Just to piggyback on some of what was already said, all indications are that this X8 is a modified Snapdragon S4 pro.
Motorola wanted to have their device be always-on. However, doing so would destroy the battery. So, they decided to have two dedicated co-processors that could handle the always-on functions without the heavy battery drain associated with a normal CPU acting in this capacity. This allows the Krait cores to remain in deep sleep while always-on functionality works.
Moto also decided to go with a dual-core Krait over the more common quad-core version found today. Honestly, the average user won't notice a difference in CPU related tasks. This is essentially the same CPU used in the HTC One (1.7ghz Krait), but two cores instead of four. Mobile tasks RARELY bleed over into the third core at this point.
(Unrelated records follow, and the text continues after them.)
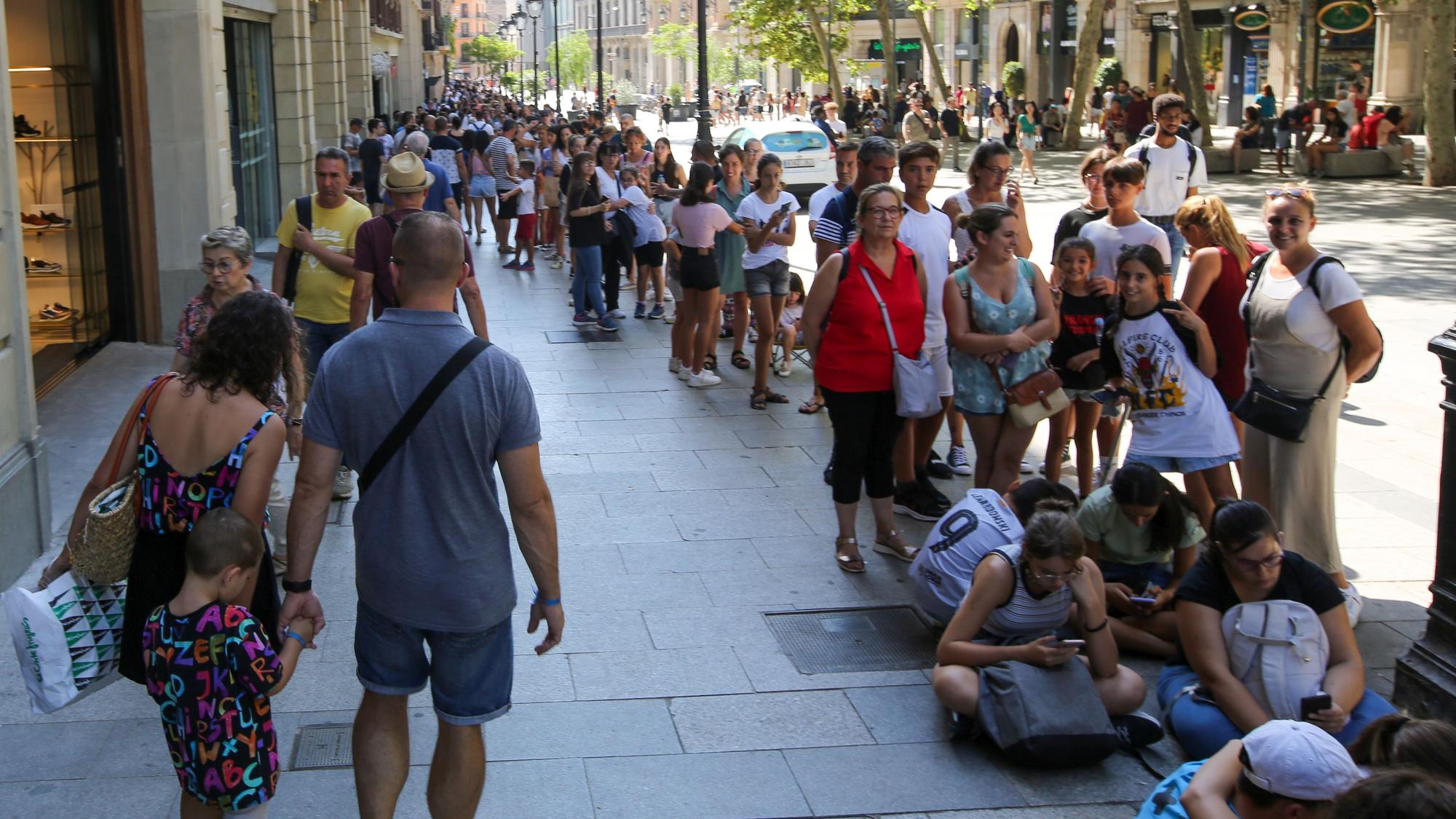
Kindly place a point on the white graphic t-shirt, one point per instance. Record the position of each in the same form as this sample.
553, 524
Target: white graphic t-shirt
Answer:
1177, 411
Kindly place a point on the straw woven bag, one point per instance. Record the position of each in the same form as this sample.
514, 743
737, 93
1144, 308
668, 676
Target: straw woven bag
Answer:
103, 551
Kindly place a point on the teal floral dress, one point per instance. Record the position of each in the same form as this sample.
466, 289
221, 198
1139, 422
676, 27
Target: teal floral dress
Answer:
732, 245
976, 391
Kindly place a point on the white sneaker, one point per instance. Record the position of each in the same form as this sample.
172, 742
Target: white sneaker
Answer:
959, 461
1355, 604
343, 484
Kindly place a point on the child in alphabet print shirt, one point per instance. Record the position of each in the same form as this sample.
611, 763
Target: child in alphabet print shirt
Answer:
210, 666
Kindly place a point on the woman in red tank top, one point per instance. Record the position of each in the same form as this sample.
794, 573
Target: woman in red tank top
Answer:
1218, 277
845, 331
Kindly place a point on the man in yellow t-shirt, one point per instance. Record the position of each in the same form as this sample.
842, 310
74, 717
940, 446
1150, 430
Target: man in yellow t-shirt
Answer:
327, 270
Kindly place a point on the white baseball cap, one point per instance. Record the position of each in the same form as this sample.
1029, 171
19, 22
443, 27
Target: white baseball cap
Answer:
1299, 761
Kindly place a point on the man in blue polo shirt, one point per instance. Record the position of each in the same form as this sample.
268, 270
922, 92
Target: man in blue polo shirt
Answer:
835, 228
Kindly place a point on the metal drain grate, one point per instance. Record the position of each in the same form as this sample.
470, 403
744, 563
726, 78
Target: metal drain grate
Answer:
580, 336
324, 746
854, 640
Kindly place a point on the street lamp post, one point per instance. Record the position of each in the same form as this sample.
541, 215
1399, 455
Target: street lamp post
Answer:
519, 18
534, 9
705, 124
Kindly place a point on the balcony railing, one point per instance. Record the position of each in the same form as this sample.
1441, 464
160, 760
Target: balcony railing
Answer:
387, 15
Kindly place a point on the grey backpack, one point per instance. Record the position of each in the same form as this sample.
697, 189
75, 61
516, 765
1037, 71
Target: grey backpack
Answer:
1279, 650
1046, 717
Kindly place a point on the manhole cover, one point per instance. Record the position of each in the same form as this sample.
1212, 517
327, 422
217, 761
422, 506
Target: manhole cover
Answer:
324, 746
854, 640
580, 336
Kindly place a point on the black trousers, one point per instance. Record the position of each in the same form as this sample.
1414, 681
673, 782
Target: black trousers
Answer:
866, 430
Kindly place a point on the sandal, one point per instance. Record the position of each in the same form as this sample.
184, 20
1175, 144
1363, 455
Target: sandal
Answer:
886, 545
851, 563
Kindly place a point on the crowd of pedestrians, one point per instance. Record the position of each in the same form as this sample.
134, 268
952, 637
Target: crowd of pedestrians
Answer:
375, 356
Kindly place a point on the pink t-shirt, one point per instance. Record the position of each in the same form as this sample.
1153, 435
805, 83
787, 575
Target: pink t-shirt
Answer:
700, 223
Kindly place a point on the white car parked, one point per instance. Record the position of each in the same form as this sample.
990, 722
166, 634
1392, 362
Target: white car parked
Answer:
807, 154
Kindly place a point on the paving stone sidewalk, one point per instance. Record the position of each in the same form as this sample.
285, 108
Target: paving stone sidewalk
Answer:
685, 516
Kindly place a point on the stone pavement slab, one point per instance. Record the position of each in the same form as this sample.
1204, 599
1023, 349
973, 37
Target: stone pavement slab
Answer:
685, 516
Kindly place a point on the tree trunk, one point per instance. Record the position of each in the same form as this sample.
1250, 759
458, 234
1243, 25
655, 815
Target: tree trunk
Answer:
1190, 46
1441, 132
935, 58
887, 41
828, 50
1090, 37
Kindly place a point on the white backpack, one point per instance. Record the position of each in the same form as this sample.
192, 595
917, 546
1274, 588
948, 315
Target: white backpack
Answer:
1279, 650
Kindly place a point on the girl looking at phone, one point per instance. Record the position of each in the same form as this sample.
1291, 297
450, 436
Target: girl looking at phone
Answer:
768, 218
1144, 535
1018, 593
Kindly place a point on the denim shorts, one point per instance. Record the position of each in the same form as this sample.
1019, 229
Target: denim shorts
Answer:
768, 280
1184, 465
483, 186
470, 673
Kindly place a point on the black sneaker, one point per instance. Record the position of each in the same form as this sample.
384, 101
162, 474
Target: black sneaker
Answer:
928, 490
914, 502
1136, 730
962, 726
938, 468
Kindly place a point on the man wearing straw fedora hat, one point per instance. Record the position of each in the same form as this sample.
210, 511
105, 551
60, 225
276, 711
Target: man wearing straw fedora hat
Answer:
408, 183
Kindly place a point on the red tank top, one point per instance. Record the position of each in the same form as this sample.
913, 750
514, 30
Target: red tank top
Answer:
1221, 312
855, 352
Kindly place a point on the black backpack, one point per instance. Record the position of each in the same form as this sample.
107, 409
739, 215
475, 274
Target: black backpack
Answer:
1257, 269
1193, 157
304, 207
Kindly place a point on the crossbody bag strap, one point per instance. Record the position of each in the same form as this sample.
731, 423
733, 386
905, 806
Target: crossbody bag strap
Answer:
413, 416
885, 311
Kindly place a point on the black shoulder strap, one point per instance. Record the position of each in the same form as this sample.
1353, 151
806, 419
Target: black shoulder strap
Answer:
411, 419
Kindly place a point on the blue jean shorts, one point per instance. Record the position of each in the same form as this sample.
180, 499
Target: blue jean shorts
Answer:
470, 673
483, 186
1183, 465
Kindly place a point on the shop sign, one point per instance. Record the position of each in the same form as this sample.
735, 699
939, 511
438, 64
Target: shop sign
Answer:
1253, 21
877, 49
1346, 17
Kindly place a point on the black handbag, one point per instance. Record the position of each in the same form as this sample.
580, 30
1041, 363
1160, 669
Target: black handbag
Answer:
1270, 410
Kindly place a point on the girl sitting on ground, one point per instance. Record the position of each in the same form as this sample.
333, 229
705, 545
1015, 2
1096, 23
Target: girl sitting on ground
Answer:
1144, 535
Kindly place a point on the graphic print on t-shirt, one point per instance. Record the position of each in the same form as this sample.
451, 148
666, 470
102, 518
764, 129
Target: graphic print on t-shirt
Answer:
1151, 366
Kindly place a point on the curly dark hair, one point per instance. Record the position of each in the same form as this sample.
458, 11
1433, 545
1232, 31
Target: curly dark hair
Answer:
245, 347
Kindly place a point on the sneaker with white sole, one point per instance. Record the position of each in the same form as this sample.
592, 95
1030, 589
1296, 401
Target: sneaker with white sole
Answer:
959, 461
1355, 604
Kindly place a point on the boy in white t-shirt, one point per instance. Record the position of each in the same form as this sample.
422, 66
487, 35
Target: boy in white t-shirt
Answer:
927, 231
1122, 226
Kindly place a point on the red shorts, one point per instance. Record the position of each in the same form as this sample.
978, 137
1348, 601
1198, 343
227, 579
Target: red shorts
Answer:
526, 228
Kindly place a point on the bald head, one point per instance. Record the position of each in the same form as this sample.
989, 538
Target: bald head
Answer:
429, 254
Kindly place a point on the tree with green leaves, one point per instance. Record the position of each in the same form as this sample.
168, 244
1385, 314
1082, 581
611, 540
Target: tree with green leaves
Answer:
1090, 36
780, 36
576, 59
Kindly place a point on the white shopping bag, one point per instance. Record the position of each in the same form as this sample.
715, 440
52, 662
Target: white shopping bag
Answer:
68, 637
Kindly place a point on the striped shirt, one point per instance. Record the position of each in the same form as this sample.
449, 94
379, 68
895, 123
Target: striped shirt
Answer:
500, 152
1024, 615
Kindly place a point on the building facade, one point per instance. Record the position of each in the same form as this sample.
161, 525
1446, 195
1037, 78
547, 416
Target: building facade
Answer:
148, 123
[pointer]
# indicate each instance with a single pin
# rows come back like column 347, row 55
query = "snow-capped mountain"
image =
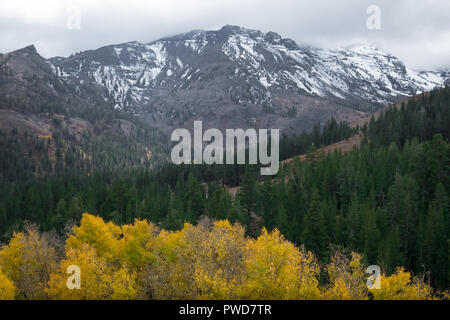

So what you have is a dual-core Snapdragon (Krait) and two dedicated coprocessors for a very specific task. And the other four? They're referring to the Adreno 320 as a quad-core GPU. I don't know if the Adreno 320 uses four cores in other variants, but given that benchmarks showed the Moto X as having CPU performance typical of a dual-core, but GPU performance exceeding today's most popular devices, I wouldn't be surprised if this was a custom configuration for Motorola.
So the X8 is still a dual-core CPU. There is no true octo-core in any mobile device today. Samsung's offerings swap between two quad-cores based on power demands. It can not use all 8 cores at once, and even if it did, a multi-core processor is by definition a set number of identical cores. Big.Little, used in Samsung's setup, uses a quad-core A15 paired with a quad-core A7.